You gotta pic? I only run a gorlitz so over torque is controlled by pulling back on the cable or the cable flipping. So you can see why a clutch would interest me.


----------



## SewerRatz (Apr 25, 2009)

DesertOkie said:


> You gotta pic? I only run a gorlitz so over torque is controlled by pulling back on the cable or the cable flipping. So you can see why a clutch would interest me.


 The part in the red is the clutch.


----------



## DesertOkie (Jul 15, 2011)

So no hand work on that cable. You just push it in with the machine I take it.


----------



## Airgap (Dec 18, 2008)

You don't have to push, it feeds itself.


----------



## Will (Jun 6, 2010)

DesertOkie said:


> So no hand work on that cable. You just push it in with the machine I take it.



It feeds itself in, and at a pretty good click too. Grabbing the spinning cable is a quick way to wind up in the ER.


----------



## AssTyme (May 15, 2010)

Will said:


> I run mine at 100-125 lbs. Has plenty of power to get through almost anything in it's way. The key to cutting through the roots is keeping your blades sharp. I hit mine with a grinder or file every few days.




What kind of torque wrench did you get from Eel and how much did it set you back ?

I'm searching E-bay for a used dial gauged Snap-On.


----------



## Will (Jun 6, 2010)

AssTyme said:


> What kind of torque wrench did you get from Eel and how much did it set you back ?
> 
> I'm searching E-bay for a used dial gauged Snap-On.

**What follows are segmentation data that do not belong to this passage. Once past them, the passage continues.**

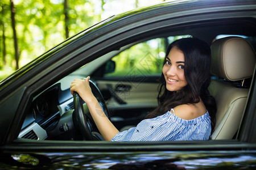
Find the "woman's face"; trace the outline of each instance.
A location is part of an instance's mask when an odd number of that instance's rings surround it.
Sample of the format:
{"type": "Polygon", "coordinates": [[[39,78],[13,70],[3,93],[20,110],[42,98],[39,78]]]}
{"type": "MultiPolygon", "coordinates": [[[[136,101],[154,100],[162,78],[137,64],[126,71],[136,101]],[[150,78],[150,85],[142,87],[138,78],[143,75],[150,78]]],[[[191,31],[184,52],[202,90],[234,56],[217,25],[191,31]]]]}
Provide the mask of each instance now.
{"type": "Polygon", "coordinates": [[[188,84],[184,74],[184,63],[183,53],[177,47],[172,47],[163,67],[166,88],[168,91],[177,91],[188,84]]]}

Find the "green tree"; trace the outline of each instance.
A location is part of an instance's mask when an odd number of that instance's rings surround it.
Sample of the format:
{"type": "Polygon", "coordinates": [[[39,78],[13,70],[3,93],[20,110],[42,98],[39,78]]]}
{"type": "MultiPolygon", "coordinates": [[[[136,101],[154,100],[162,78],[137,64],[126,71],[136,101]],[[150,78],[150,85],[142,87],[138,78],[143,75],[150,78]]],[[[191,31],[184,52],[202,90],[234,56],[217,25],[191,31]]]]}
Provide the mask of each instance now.
{"type": "Polygon", "coordinates": [[[13,28],[13,40],[14,42],[14,50],[15,50],[15,60],[16,61],[16,69],[19,69],[19,48],[18,46],[18,38],[16,32],[16,21],[15,21],[15,7],[13,3],[13,0],[10,1],[11,7],[11,27],[13,28]]]}

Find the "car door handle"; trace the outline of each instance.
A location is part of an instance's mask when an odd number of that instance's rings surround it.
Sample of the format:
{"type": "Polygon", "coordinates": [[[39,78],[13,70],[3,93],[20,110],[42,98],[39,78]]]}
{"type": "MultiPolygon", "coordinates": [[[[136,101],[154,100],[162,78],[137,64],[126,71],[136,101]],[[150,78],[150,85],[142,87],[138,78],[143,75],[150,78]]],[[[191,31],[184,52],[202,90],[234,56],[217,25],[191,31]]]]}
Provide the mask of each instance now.
{"type": "Polygon", "coordinates": [[[115,91],[117,92],[128,92],[131,88],[131,86],[129,85],[119,84],[115,86],[115,91]]]}

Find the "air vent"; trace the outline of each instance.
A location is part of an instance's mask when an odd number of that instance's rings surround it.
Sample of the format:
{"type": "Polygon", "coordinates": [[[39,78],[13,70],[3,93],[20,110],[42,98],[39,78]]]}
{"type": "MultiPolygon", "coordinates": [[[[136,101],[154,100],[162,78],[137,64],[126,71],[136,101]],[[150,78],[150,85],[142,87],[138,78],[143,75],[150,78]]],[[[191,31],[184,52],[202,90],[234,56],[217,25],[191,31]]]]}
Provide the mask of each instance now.
{"type": "Polygon", "coordinates": [[[68,104],[68,107],[71,109],[74,109],[74,103],[71,103],[68,104]]]}
{"type": "Polygon", "coordinates": [[[28,132],[26,135],[23,136],[22,137],[22,138],[34,139],[34,140],[38,139],[38,137],[36,136],[36,134],[35,133],[35,132],[33,130],[30,131],[30,132],[28,132]]]}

I got to take my camera apart and repair it. I'll get you a pic. I'd have to look up how much it cost me. Maybe 60 bucks?


----------



## SewerRatz (Apr 25, 2009)

We use a basic needle type torque wrench, and the old instructions we have always said 90 pounds. Our K 1000 is 90 pounds as well. They seem to work real good at them settings. In all the years I used both machines I do not think I have reached max torque.


----------



## Will (Jun 6, 2010)

http://www.stanleyproto.com/default...log=Blackhawk&SDesc=Beam+Type+Torque+Wrenches

That is what I have. It takes a 5/8" socket to fit the adapter that Eel makes.


----------



## AssTyme (May 15, 2010)

SewerRatz said:


> We use a basic needle type torque wrench, and the old instructions we have always said 90 pounds. Our K 1000 is 90 pounds as well. They seem to work real good at them settings. In all the years I used both machines I do not think I have reached max torque.

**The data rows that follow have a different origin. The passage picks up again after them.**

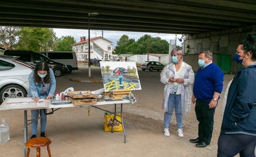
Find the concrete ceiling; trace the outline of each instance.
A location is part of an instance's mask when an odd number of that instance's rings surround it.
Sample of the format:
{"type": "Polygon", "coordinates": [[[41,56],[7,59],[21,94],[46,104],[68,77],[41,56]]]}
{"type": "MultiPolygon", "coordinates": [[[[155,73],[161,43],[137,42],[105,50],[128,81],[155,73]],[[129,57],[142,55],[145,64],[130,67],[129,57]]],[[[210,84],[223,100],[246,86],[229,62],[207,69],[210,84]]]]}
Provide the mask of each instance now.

I've used mine twice so far and maxed it out several times on both jobs. But, I don't just whip it out for any blockage that's what my 300 is for. I knew these were going to be tough jobs and that's why I bought the machine.


----------



## AssTyme (May 15, 2010)

SewerRatz said:


> We use a basic needle type torque wrench, and the old *instructions* we have always said 90 pounds. Our K 1000 is 90 pounds as well. They seem to work real good at them settings. In all the years I used both machines I do not think I have reached max torque.




Wish I had some. I called and talked to an Eel tech the other day and asked for instructions. He told me that there wasn't any. He was going to tell me how over the phone but we got to talking about other stuff and we both forgot.

How do you know there is equal pressure on both clutch screws ? Do you do this with the power on ?


----------